An IP address is assigned for the dial-up client.
● Accounting phase: Collects information on resource usage for the purpose of trend
analysis, auditing, session time billing, or cost allocation.
How 802.1x Authentication Works
A simplified description of 802.1x authentication is:
● A client sends a "request to access" message to an access point. The access point
requests the identity of the client.
● The client replies with its identity packet which is passed along to the authentication
server.
● The authentication server sends an "accept" packet to the access point.
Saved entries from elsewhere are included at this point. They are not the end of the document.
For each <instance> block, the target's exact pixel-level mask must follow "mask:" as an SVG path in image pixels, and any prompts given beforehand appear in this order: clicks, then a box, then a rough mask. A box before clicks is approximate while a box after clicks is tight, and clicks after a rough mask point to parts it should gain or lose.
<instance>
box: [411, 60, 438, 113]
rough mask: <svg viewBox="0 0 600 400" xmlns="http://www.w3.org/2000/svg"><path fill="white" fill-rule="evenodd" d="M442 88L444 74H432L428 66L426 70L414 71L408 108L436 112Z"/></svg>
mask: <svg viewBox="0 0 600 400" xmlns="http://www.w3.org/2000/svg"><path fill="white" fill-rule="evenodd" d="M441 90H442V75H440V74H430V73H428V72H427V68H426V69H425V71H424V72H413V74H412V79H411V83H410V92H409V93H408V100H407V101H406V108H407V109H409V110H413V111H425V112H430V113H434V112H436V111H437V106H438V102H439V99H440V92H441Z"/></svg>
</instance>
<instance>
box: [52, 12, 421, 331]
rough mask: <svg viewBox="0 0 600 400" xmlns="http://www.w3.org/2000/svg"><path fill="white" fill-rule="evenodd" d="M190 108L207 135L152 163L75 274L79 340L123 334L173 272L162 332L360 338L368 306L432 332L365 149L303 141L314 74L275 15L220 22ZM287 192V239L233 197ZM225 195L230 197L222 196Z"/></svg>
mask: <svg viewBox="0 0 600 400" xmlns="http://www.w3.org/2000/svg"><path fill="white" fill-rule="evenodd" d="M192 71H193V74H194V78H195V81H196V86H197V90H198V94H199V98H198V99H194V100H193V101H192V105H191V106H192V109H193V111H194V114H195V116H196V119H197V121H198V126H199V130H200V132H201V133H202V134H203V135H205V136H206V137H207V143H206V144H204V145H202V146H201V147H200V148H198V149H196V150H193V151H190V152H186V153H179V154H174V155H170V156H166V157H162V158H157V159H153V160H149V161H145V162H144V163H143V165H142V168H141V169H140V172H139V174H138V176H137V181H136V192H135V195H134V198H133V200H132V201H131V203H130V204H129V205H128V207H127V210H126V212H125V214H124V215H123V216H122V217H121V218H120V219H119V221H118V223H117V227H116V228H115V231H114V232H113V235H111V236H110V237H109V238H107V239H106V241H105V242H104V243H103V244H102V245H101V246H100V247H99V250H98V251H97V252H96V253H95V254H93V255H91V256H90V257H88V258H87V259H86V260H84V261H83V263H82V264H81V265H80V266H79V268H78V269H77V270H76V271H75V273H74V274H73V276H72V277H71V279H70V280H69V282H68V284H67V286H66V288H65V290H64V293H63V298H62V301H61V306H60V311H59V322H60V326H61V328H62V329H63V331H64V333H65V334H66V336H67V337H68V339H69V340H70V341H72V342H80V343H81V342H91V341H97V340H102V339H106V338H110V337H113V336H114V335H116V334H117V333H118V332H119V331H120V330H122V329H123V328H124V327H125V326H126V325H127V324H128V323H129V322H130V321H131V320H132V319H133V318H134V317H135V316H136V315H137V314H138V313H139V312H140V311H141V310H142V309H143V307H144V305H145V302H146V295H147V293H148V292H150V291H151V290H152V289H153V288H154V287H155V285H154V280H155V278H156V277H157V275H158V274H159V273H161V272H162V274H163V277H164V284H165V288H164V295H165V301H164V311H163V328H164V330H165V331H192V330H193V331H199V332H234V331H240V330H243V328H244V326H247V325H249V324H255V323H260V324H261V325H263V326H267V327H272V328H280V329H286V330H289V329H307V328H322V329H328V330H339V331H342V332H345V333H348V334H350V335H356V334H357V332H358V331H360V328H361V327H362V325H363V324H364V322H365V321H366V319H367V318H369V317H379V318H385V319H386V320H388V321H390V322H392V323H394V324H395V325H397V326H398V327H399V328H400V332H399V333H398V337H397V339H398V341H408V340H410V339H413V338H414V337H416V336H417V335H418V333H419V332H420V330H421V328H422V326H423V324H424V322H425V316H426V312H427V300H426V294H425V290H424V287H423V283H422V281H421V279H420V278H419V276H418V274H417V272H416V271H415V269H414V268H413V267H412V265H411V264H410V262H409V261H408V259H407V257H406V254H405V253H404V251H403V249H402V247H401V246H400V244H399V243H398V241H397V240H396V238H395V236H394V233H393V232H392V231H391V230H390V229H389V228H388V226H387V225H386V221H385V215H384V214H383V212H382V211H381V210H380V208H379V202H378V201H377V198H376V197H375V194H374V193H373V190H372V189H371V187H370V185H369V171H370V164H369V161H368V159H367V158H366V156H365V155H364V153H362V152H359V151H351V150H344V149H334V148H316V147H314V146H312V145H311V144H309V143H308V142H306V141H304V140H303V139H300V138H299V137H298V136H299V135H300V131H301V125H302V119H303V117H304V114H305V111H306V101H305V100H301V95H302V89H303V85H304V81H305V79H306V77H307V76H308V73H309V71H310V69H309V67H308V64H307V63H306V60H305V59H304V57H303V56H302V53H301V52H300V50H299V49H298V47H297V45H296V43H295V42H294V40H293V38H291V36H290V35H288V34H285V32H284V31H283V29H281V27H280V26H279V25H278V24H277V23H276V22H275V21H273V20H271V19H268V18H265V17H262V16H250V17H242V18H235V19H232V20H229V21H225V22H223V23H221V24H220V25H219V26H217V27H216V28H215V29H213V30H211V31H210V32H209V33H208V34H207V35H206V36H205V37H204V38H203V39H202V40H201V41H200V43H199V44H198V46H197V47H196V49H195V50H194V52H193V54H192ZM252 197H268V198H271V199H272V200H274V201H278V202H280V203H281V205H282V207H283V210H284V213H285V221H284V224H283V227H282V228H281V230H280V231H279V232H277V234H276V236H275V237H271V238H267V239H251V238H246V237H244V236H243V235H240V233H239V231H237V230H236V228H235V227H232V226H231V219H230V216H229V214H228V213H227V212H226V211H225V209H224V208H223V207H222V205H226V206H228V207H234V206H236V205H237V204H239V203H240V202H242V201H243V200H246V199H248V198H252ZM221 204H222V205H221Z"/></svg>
● The access point places the client port in the authorized state and data traffic is
allowed to proceed.
802.1x Features
● 802.1x supplicant protocol support
● Support for the Extensible Authentication Protocol (EAP) - RFC 2284
● Supported Authentication Methods:
❍ EAP TLS Authentication Protocol - RFC 2716 and RFC 2246
❍ EAP Tunneled TLS (TTLS)
❍ PEAP
● Supports Microsoft Windows XP and Windows 2000
WPA or WPA2
Wi-Fi Protected Access (WPA or WPA2) is a security enhancement that strongly increases the
level of data protection and access control to a wireless network. WPA enforces 802.1x
authentication and key-exchange and only works with dynamic encryption keys. To
strengthen data encryption, WPA utilizes Temporal Key Integrity Protocol (TKIP). TKIP
provides important data encryption enhancements that include a per-packet key mixing
function, a message integrity check (MIC) called Michael an extended initialization vector
(IV) with sequencing rules, and a rekeying mechanism. With these improvement
enhancements, TKIP protects against WEP's known weaknesses.